Consequently, Vernonia amygdalina extracts and isolated chemical constituents have been studied for their potential pharmacological effects, including, induction of apoptosis as determined in cell culture and animal studies (Sweeney et al., 2005; Song et al., 2005), enhanced chemotherapy sensitivity as with cancerous cells (Sweeney et al., 2005), inhibition of growth of growth signals of cancerous cells (Izevbigie et al., 2004; Opata and Izevbigie, 2006), suppression of metastasis of cancerous cells in the body by the inhibition of NFKB, an anti-apoptic transcription factors as demonstrated in animal studies (Song et al., 2005), reduction of estrogen level in the body by the suppression of aromatase activity, provision of antioxidant benefits (Erasto et al., 2007), enhancement of the immune system (Sweeney et al., 2005), decreased blood glucose by 50% compared to untreated diabetic animals in a study conducted using streptozotocin-induced diabetic laboratory animals (Nwanjo, 2005) and in vitro antihelmintic and antiparasitic properties (Ademola, 2011).

 

1.5 Study Rationale/Justification

The rate of prostate disorders is on the increase and asymptomatic in most cases.

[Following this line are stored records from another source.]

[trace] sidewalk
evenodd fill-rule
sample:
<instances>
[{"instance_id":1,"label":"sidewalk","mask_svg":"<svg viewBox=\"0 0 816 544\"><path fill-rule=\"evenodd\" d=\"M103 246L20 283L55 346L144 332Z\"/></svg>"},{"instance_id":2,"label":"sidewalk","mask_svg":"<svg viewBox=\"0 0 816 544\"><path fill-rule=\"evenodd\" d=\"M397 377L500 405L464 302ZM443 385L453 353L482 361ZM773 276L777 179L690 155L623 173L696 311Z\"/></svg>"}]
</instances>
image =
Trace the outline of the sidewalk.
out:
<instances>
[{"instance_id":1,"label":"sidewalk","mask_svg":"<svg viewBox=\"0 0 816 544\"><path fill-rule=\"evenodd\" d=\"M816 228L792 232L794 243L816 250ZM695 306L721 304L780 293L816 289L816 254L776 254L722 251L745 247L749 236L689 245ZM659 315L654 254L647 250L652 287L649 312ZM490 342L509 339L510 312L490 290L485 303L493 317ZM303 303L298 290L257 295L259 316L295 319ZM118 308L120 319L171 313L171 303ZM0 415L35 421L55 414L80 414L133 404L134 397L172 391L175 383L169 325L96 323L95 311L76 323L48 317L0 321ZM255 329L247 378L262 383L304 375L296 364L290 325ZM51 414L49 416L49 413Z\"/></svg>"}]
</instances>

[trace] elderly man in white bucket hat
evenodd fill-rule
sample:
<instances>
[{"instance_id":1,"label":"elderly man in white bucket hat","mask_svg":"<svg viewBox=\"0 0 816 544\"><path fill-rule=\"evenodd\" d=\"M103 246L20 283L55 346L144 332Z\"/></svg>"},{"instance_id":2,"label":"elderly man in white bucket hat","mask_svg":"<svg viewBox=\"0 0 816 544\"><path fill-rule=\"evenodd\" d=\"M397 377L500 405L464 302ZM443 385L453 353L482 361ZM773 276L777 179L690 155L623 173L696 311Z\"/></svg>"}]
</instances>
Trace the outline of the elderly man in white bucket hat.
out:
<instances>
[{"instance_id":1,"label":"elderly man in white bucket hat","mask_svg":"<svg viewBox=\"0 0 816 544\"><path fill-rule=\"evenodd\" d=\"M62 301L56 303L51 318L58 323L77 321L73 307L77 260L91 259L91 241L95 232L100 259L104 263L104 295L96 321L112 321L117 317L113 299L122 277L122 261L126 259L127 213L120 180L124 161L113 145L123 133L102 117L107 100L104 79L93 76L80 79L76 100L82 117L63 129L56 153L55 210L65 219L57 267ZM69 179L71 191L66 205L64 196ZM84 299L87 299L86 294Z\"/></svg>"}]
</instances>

Hence, the need to investigate the use of natural products in its management or treatment. Medicinal plants have been of great help right from creation and have limited cases of threat like the synthetic drugs. Moringa oleifera which is popularly called ‘miracle tree’ and Vernonia amygdalina, have been used in the treatments and management of various ailments. However, no scientific report is available regarding the traditional use of, especially Moringa oleifera in the treatment and management of prostate disorders. In view of this, there is a need to investigate the use of these plants in the treatment or management of prostate disorders.

 

1.6 Aim and objectives of the study

1.6.1 Aim of the study

This study is aimed at investigating the effects of Moringa oleifera and Vernonia amygdalina leaves on prostate pathologies (Benign Prostate hyperplasia, Prostatitis and Prostate cancer) in experimental rats.

  • Objectives of the Study
  1. To determine the effects of aqueous leaf extract of Moringa oleifera on some biochemical indices in albino rats.
  2. To determine the effects of aqueous leaf extract of Vernonia Amygdalina on some biochemical indices in albino rats.
  3. To determine the effects of the two extracts on lipid profile of rats.
  4. To compare the effectiveness or potency of the two aqueous leaf extracts on some biochemical indices in albino rats.
  5. To determine the effectiveness of Moringa oleifera and Vernonia amygdalina extract on some biochemical indices in albino rats.